Damit habe ich Deine Mutter unbewußt sicherlich überfordert, weil sie ja auch keine richtigen Eltern hatte. Das ist sehr tragisch und ein leidvolles Schicksal für den Mensch Silvia und Martin!
Vielleicht wirst Du, Sara, dies eines Tages verstehen können.
Deiner Mutter möchte ich auch sicher nicht absprechen, das sie sich nicht ernsthaft darum bemühte, für eine Familie alles zu tun, was ihr möglich war. Es hat leider nicht gereicht.
Nur gibt es zu dem Verhältnis zwischen Mann und Frau in einer Ehe auch das getrennt zu sehende Verhältnis zwischen Vater und Mutter, Deine natürlichen Eltern - auf die Du einen bedingungslosen Anspruch hast!

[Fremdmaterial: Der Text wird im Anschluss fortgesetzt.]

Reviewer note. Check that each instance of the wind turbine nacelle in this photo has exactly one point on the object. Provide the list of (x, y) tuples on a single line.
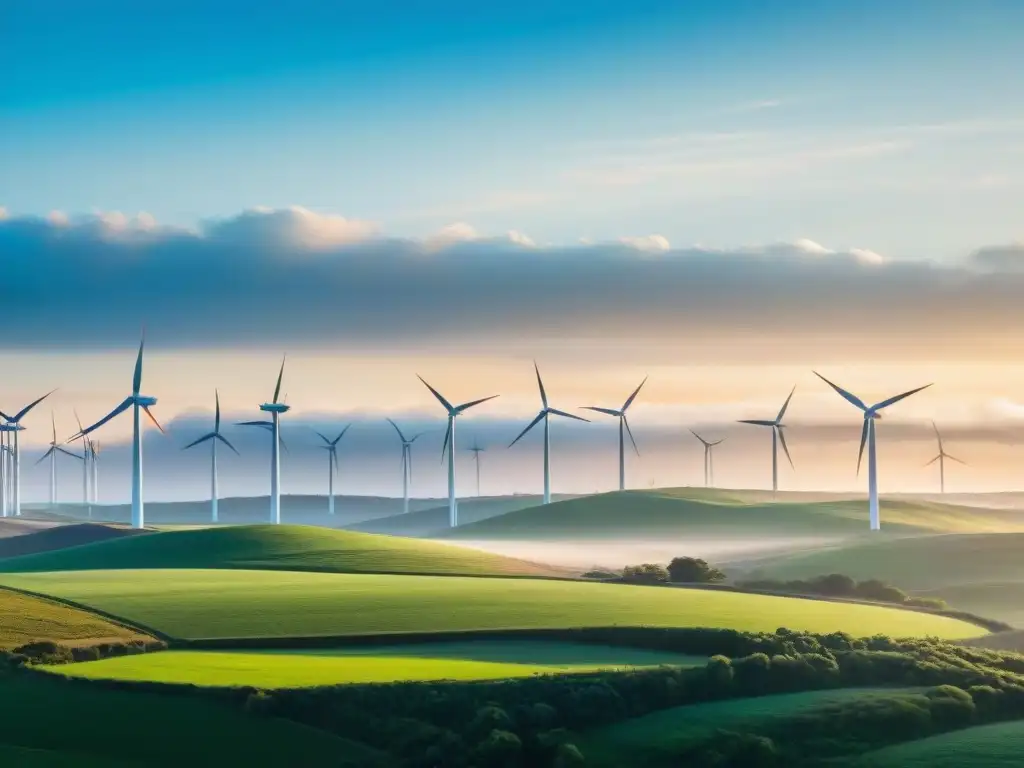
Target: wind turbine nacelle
[(274, 408)]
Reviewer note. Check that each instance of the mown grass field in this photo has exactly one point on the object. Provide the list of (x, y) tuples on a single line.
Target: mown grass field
[(93, 726), (251, 603), (655, 739), (25, 619), (278, 547), (471, 660), (998, 745)]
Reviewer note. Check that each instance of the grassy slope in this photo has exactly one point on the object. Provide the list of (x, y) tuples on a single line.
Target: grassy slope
[(467, 660), (272, 547), (651, 739), (246, 603), (694, 512), (998, 745), (151, 729), (25, 619)]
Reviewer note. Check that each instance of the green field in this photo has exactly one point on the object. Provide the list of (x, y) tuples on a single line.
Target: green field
[(116, 728), (654, 739), (25, 619), (998, 745), (278, 547), (469, 660), (251, 603)]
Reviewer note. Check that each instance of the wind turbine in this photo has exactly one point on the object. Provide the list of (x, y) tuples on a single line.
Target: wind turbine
[(453, 412), (214, 437), (941, 460), (709, 459), (332, 464), (138, 402), (13, 425), (623, 423), (544, 415), (407, 464), (777, 436), (55, 448), (867, 435)]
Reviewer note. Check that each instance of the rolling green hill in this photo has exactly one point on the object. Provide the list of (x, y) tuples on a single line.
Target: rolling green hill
[(279, 547), (188, 603)]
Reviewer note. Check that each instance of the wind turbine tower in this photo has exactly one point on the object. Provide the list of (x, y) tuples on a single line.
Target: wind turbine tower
[(453, 413), (623, 425), (544, 415), (871, 414), (709, 459), (214, 437), (777, 436), (941, 460), (139, 403)]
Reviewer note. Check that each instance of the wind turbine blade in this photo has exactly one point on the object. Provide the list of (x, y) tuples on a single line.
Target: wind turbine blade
[(897, 398), (556, 412), (226, 442), (154, 419), (204, 438), (532, 424), (863, 439), (849, 397), (608, 411), (20, 414), (467, 406), (448, 406), (281, 374), (785, 404), (136, 382), (630, 433), (544, 395), (785, 449), (636, 391)]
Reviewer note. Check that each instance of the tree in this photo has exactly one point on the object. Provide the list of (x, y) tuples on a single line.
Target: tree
[(693, 570)]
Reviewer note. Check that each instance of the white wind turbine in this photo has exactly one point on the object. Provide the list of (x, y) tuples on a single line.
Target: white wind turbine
[(867, 435), (623, 425), (139, 403), (544, 415), (449, 445), (55, 448), (407, 464), (777, 436), (709, 459), (214, 437), (12, 425), (941, 460), (332, 464)]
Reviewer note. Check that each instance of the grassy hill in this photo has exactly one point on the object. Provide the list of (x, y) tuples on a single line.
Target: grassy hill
[(279, 547), (692, 512), (26, 619), (268, 603)]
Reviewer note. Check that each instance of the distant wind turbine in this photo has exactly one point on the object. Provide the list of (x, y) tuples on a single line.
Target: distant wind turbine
[(623, 423), (709, 460), (777, 436), (407, 464), (214, 437), (867, 435), (13, 425), (55, 448), (544, 415), (941, 460), (449, 445), (332, 464), (138, 402)]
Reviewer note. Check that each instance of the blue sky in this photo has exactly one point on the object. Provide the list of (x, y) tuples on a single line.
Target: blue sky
[(723, 123)]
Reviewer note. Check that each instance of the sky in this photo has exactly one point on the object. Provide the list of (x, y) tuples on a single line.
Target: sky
[(721, 196)]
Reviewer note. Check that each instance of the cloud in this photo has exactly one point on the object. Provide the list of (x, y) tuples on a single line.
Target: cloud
[(300, 279)]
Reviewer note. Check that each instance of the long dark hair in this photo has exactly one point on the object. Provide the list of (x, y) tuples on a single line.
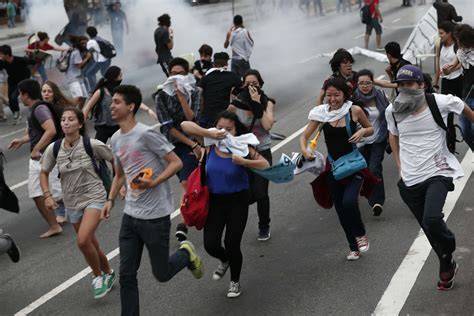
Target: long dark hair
[(80, 118), (231, 116)]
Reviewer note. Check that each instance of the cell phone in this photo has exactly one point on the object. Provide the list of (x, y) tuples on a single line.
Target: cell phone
[(137, 179)]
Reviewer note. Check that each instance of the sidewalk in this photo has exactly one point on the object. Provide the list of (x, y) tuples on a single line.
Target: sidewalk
[(18, 31)]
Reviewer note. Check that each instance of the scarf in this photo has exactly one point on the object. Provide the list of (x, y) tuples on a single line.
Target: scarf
[(244, 101), (407, 102), (322, 113), (238, 145)]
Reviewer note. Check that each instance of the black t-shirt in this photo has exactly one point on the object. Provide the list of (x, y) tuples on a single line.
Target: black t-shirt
[(18, 70), (217, 87), (162, 38)]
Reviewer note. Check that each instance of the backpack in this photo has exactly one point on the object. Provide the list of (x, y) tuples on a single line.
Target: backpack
[(106, 48), (62, 63), (450, 129), (100, 165), (365, 17), (56, 112)]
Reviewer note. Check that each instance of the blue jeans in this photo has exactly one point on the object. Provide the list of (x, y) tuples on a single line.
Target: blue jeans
[(374, 154), (468, 127), (155, 235), (345, 195), (90, 73)]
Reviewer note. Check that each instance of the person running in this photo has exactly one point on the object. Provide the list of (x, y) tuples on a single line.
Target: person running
[(118, 25), (148, 204), (100, 103), (74, 73), (41, 131), (452, 81), (175, 104), (164, 42), (202, 66), (345, 192), (228, 185), (465, 57), (98, 62), (239, 39), (426, 166), (83, 192), (217, 86), (255, 110), (375, 21), (42, 44), (51, 93), (17, 70), (373, 147), (341, 66)]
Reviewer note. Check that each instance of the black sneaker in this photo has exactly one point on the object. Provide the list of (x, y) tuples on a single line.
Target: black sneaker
[(264, 234), (446, 281), (377, 209), (14, 251), (181, 232)]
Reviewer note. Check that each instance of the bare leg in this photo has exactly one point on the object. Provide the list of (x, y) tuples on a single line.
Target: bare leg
[(54, 228)]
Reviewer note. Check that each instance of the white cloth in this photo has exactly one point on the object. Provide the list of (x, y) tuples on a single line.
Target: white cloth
[(241, 43), (186, 84), (238, 145), (94, 48), (322, 113), (446, 56), (423, 150)]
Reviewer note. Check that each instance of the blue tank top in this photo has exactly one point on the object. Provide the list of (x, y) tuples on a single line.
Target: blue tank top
[(223, 176)]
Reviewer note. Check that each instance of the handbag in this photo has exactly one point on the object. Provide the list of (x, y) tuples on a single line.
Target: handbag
[(195, 205), (350, 163)]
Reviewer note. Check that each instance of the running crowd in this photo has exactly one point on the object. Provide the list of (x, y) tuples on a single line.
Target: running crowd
[(219, 121)]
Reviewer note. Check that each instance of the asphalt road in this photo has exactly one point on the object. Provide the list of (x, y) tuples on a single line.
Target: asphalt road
[(302, 269)]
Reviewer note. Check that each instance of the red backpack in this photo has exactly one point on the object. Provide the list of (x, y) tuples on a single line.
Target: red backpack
[(196, 199)]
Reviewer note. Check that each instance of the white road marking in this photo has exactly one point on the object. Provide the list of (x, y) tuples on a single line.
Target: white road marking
[(402, 282), (114, 253)]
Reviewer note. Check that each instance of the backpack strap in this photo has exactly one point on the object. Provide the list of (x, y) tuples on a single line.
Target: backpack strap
[(86, 141), (430, 99)]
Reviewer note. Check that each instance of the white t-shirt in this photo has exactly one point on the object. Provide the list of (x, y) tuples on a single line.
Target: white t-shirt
[(423, 150), (94, 48)]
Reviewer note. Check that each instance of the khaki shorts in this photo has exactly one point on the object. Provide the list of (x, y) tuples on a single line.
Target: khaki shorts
[(34, 187)]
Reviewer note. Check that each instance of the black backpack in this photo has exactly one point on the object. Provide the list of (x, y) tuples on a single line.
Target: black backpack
[(106, 48), (100, 165), (365, 17), (56, 112), (450, 129)]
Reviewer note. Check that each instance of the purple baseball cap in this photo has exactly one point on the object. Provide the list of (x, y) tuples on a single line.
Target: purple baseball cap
[(409, 73)]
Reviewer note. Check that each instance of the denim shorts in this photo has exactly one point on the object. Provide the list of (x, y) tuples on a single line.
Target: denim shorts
[(75, 216)]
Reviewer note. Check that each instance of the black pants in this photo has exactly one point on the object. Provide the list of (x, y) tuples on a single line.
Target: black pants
[(229, 211), (426, 200), (259, 193), (104, 132)]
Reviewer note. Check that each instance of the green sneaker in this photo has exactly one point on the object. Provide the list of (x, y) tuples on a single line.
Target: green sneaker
[(100, 287), (110, 280), (195, 265)]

So bitte ich Dich herzlich darum, darüber einmal nachzudenken.
Glaube mir, daß ich Dich ganz bestimmt nicht zu einem Denken beeinflussen möchte, nur damit Du vielleicht mich wieder ein wenig magst es kann nur aus Dir selbst heraus ein ehrliches Bedürfnis dafür entstehen.
Doch eines sollst Du nie vergessen:
Ich werde Dich immer lieb haben und Du wirst immer meine Tochter sein egal was ist und sein wird!